Introduction to Elasticsearch Aggregations


preview imageProgramming
by Anurag Srivastava,Aug 14, 2018, 4:47:56 PM | 4 minutes |

Aggregations provide us the option to group and extract statistics from our data. aggregations give the insight of our data and can be used for a wide range of problems like we can use Elasticsearch aggregations for creating a recommendation engine through which we can implement the recommendation system on any website.

Now, let us jump to the Elasticsearch aggregations and learn how we can apply data aggregations in Elasticsearch. There are mainly four types of aggregations in Elasticsearch:


  • Metric: Here we can extract metrics on a set of documents like on a numeric field we can get the average, max, min etc.
  • Matrix: This type of aggregations works on multiple fields of the document and after extracting the values from those fields it creates the matrix which provides the insight of those fields.
  • Bucketing: The bucketing aggregations is like group by of RDBMS where we can aggregate the data in a form of the bucket which holds the data as per the bucket criteria. So here we can group the data in different buckets and these buckets hold the data as per the applied criteria.

We will see these aggregations types in detail now. So let us start by understanding the syntax of aggregations:

"aggregationss|aggs" {
   "<name of aggregations>" : {
    "<type of aggregations>" : {
        <body of aggregations>
    }
   }
}

This is the simplest representation of Elasticsearch aggregations. Now let us see what is the meaning of each line of example.

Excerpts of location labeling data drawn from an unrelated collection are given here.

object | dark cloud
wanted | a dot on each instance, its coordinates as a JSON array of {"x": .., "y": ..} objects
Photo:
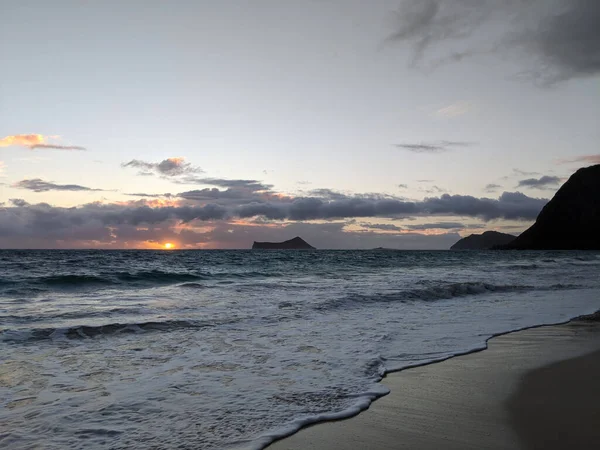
[
  {"x": 540, "y": 183},
  {"x": 492, "y": 187},
  {"x": 246, "y": 185},
  {"x": 18, "y": 202},
  {"x": 433, "y": 190},
  {"x": 94, "y": 224},
  {"x": 554, "y": 40},
  {"x": 588, "y": 159},
  {"x": 39, "y": 185},
  {"x": 443, "y": 226},
  {"x": 433, "y": 147},
  {"x": 381, "y": 226},
  {"x": 170, "y": 167},
  {"x": 523, "y": 173},
  {"x": 142, "y": 194},
  {"x": 508, "y": 206}
]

- The first line denotes the aggregation keyword where we can use "aggregations" or "aggs".
- In the second line, we need to specify a name for the aggregation.
- In the third line, we need to specify the type of aggregation like terms, etc.
- Then we need to specify the actual aggregation body.

Now let us see the data format which I am going to use for the aggregation:

{
        "_index": "bqstack",
        "_type": "blogs",
        "_id": "EwJnGWQBnhG38eKPq5Bo",
        "_score": 1,
        "_source": {
          "category_name": "Cars",
          "name": "Rocky Paul",
          "edit_approved": false,
          "email": "rocky.paul.9867@xyz.com",
          "edited_blog_content": null,
          "category_id": 35,
          "author_id": 75,
          "create_date": "2018-05-09T13:28:20.917Z",
          "preview_image": "blog_57.png",
          "approved": false,
          "views": 148,
          "@version": "1",
          "blog_content": """
<p><span class="storyText"><p class="MsoNormal"><span lang="EN-GB">The central government approved green licence plates for electric vehicles </span>
""",
          "tags": "",
          "id": 57,
          "blog_title": "Centre approves green licence plates for electric cars",
          "update_date": "2018-05-16T18:30:22.669Z",
          "category_image": "cars.jpg",
          "@timestamp": "2018-06-19T18:56:20.427Z"
        }
      }

Above document is taken from the index bqstack and will be used to demonstrate Elasticsearch aggregation. This is the introduction of aggregations blog so here I will explain the simplest form of Elasticsearch aggregation. See the below example:

GET bqstack/_search?size=0
{
  "aggs": {
    "blog_categories" : {
      "terms" : {
        "field" : "category_name",
        "size" : 5
      }
    }
  }
}

In the above example we are doing the following:
- Given size=0 after _search API to stop listing the documents.
- Keyword "aggs" is there to tell Elasticsearch that I am going to apply the aggregations. We can use "aggregations" instead of "aggs".
- I have given the name as "blog_categories"  to make the aggregation name meaningful because we are going to bucket on category names.
- After specifying the aggregation name we are simply providing the term to specify the field name.
- I have also added, "size" = 5 as there are multiple categories and I am interested in top 5 categories only.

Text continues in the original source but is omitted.